I have an apostrophe and it's super annoying as some companies see it as a SQL injection hack and sanitize it.

So I've received ID with Mc%20dole or they add a space in it. Or I'll get a work email with an apostrophe but I cant use it anywhere because sites have it disabled. And I've missed my flight because I changed my ticket once to add the apostrophe and the system just broke at the gate.

Worse yet many flight companies have "you will not be able to board if your ID doesn't exactly reflect your details" but their form doesn't allow it. Even most forms for card payments don't allow it even though it's the name on my card.

[–] agilob@programming.dev 24 points 10 hours ago* (last edited 9 hours ago)

I have an apostrophe and it’s super annoying as some companies see it as a SQL injection hack and sanitize it.

My surname contains a character that's only present in the Polish alphabet. Writing my full name as is broke lots of systems, encoding, printed paperwork and even British naturalisation application on Home Office website. My surname was part of my username back at uni, and everytime I tried to login on Windows, it would crash underlying LDAP server, logging everyone in the classroom out and forcing ICT to restart the server.

[–] rekabis@lemmy.ca 7 points 8 hours ago

I have an apostrophe

Scottish/Irish?

some companies see it as a SQL injection hack and sanitize it.

Which kind of apostrophe?

A straight apostrophe, fine - that can and does get used in valid SQL injection attacks. I would be disgusted at any input form that didn’t sanitize that.
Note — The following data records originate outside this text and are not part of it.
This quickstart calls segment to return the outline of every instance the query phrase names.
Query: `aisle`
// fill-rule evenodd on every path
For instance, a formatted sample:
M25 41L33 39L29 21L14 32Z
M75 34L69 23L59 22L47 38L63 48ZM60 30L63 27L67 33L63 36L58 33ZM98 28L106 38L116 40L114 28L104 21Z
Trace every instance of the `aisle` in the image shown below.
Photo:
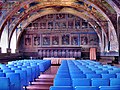
M53 79L57 73L59 66L51 66L46 72L41 74L30 86L27 86L27 90L49 90L49 87L53 85Z

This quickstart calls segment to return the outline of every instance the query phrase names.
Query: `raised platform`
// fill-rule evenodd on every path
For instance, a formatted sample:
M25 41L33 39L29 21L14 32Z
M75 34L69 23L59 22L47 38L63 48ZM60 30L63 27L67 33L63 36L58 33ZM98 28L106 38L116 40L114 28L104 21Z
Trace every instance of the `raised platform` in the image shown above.
M75 58L43 58L43 60L51 60L51 64L61 64L62 60L75 60Z

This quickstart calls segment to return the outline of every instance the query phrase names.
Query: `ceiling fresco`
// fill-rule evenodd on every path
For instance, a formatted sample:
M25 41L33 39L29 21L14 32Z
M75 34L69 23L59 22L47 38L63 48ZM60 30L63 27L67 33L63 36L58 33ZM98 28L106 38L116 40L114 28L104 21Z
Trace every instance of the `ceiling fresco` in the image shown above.
M23 25L21 27L24 30L25 25L40 16L64 12L84 18L95 27L100 38L104 33L106 40L109 41L109 30L114 35L117 31L117 10L113 8L114 4L120 9L119 0L0 0L0 38L7 25L10 27L9 41L11 41L19 25ZM117 36L115 42L118 42Z

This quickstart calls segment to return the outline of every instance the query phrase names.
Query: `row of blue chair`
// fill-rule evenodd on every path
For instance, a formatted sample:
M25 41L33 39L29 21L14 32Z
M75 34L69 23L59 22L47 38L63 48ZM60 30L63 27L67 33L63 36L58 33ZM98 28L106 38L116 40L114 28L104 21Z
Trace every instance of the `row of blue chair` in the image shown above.
M120 68L91 60L63 60L54 86L120 86Z
M50 60L17 60L0 64L0 79L3 81L0 82L0 90L22 90L50 65Z
M50 90L120 90L120 86L51 86Z

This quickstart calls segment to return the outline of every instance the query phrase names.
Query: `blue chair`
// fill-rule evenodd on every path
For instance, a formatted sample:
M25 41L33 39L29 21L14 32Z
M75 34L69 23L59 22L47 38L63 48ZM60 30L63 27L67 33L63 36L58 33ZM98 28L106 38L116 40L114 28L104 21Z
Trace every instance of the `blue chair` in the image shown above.
M119 78L110 78L110 86L120 86Z
M102 74L102 78L104 79L116 78L116 75L115 74Z
M27 78L29 82L32 82L34 80L32 75L32 69L31 68L22 68L22 70L25 70L27 72Z
M96 72L96 74L108 74L107 70L97 70L95 72Z
M0 90L10 90L10 79L0 77Z
M73 90L71 86L51 86L50 90Z
M5 69L5 70L3 70L3 72L4 73L12 73L13 72L14 73L14 70Z
M72 86L90 86L91 80L87 78L74 78L72 79Z
M120 73L116 73L117 78L120 78Z
M120 90L120 86L100 86L100 90Z
M0 77L5 77L5 73L0 72Z
M96 86L76 86L75 90L99 90Z
M85 74L71 74L71 78L86 78Z
M92 79L92 78L102 78L100 74L86 74L86 78Z
M92 86L109 86L109 79L92 78Z
M59 73L56 74L56 78L70 78L70 75L68 73Z
M70 78L55 78L54 79L54 86L71 86L71 79Z
M20 74L21 85L22 86L28 86L29 85L29 81L28 81L28 78L27 78L27 71L25 71L25 70L15 70L15 73Z
M11 90L21 90L21 79L19 73L6 73L6 77L10 79L10 83L13 85Z

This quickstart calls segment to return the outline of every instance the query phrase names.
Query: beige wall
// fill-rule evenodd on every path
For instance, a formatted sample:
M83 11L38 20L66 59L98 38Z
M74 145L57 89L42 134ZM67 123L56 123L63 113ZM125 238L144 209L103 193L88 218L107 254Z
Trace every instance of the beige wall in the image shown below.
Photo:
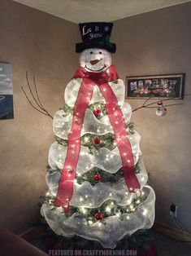
M15 118L0 121L0 228L20 232L39 214L52 121L36 112L20 86L36 75L43 104L54 113L78 67L76 24L16 2L0 1L0 61L13 67Z
M191 93L191 3L178 5L114 22L117 44L113 63L122 79L129 75L186 73L185 94ZM173 225L171 202L191 230L191 96L184 105L158 117L154 109L133 113L142 136L141 147L150 184L155 190L156 220ZM128 100L132 108L143 101ZM176 101L173 101L174 103Z

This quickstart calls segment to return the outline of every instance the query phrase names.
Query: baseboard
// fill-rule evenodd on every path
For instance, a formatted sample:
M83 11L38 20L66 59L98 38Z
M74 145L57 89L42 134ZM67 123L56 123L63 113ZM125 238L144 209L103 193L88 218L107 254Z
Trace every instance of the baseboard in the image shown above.
M181 241L191 241L191 234L171 226L155 222L153 228L157 232Z
M37 227L31 227L26 230L25 232L22 232L21 234L20 234L20 236L25 241L31 241L34 239L37 236L41 234L41 228L38 228Z
M188 232L183 232L180 229L176 229L171 226L155 222L153 228L157 232L168 236L176 240L183 241L191 241L191 234ZM41 232L41 228L31 227L28 230L22 232L20 236L26 241L30 241L35 238L36 236L39 235Z

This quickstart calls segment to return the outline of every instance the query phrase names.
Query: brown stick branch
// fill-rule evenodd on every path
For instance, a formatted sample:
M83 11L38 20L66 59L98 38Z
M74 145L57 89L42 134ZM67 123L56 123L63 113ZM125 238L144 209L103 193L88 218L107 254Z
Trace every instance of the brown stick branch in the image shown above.
M35 88L35 92L36 92L36 95L37 95L37 99L35 98L35 95L33 92L29 80L28 80L28 72L26 72L26 80L27 80L27 85L29 89L29 92L32 95L32 98L33 99L34 102L37 104L37 107L40 108L38 108L37 107L36 107L29 99L29 97L28 96L28 95L26 94L25 90L24 90L24 87L21 86L21 89L26 97L26 99L28 99L28 103L31 104L31 106L35 109L37 110L38 112L40 112L41 113L42 113L45 116L50 117L51 119L53 119L53 117L49 113L49 112L43 107L43 105L41 104L41 102L40 100L40 97L39 97L39 94L37 91L37 83L36 83L36 80L35 80L35 77L33 77L33 84L34 84L34 88Z
M141 107L136 108L134 109L132 109L132 112L135 112L137 111L141 108L158 108L158 106L154 106L154 107L150 107L151 105L156 104L160 102L163 102L163 101L167 101L167 100L171 100L171 99L176 99L173 98L167 98L167 99L160 99L160 100L157 100L150 104L145 104L150 99L151 99L151 98L148 98L146 99L146 100L143 103L143 104ZM175 106L175 105L182 105L183 104L167 104L167 105L163 105L163 107L168 107L168 106Z

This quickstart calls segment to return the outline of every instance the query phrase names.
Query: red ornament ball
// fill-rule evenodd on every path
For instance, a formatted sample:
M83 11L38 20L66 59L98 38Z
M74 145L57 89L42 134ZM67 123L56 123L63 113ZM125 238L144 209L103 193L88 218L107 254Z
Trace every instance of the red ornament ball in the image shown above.
M158 102L158 106L162 106L163 104L163 101Z
M96 108L93 110L93 114L96 116L96 117L98 117L101 115L101 110L99 108Z
M94 144L99 144L100 142L101 142L101 139L100 139L98 137L95 137L95 138L93 139L93 143L94 143Z
M99 174L95 174L94 180L98 183L102 180L102 176Z
M95 218L98 221L102 219L102 214L100 211L95 214Z

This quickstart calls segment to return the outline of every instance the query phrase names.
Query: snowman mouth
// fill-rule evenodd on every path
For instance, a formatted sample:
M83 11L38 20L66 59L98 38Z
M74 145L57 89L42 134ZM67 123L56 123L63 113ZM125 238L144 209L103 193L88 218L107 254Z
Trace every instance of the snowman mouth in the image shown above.
M90 70L90 71L93 71L93 71L94 71L94 72L95 72L95 71L98 71L98 71L102 71L102 70L103 70L106 67L106 66L104 64L104 66L103 66L102 68L100 68L100 69L91 69L91 68L89 68L86 65L85 66L85 68L87 68L87 69L89 69L89 70Z

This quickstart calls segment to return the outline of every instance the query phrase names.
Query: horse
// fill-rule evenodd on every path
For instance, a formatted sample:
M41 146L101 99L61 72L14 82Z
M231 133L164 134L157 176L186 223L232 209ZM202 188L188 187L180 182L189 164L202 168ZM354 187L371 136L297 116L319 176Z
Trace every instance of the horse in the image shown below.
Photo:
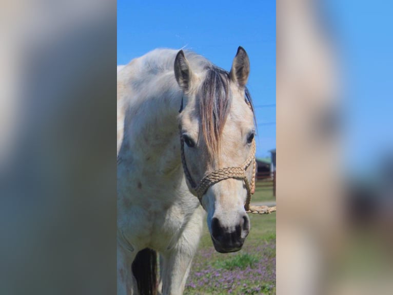
M182 294L205 215L217 251L241 249L254 188L249 70L241 47L229 72L169 49L118 68L119 295Z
But a curly apostrophe? Nothing should be filtering a curly apostrophe, as it has no function or use within SQL. So if you learn how to bring that up in alt codes (Windows, specifically), Key combos (Mac) or dead keys (Linux), as well as direct Unicode codes for most any Win/Mac/*Nix platform, you should be golden.

Unless the developer of that input form was a complete moron and made extra-tight validation.

Plus, knowing the inputs for a lot of extended UTF-8 characters not found on a normal keyboard is also a wee bit of a typing superpower.

[–] Valmond@lemmy.world 2 points 6 hours ago

Spent lots of effort to get names for my kids that avoid this. Swedish/French. It's harder than it sounds.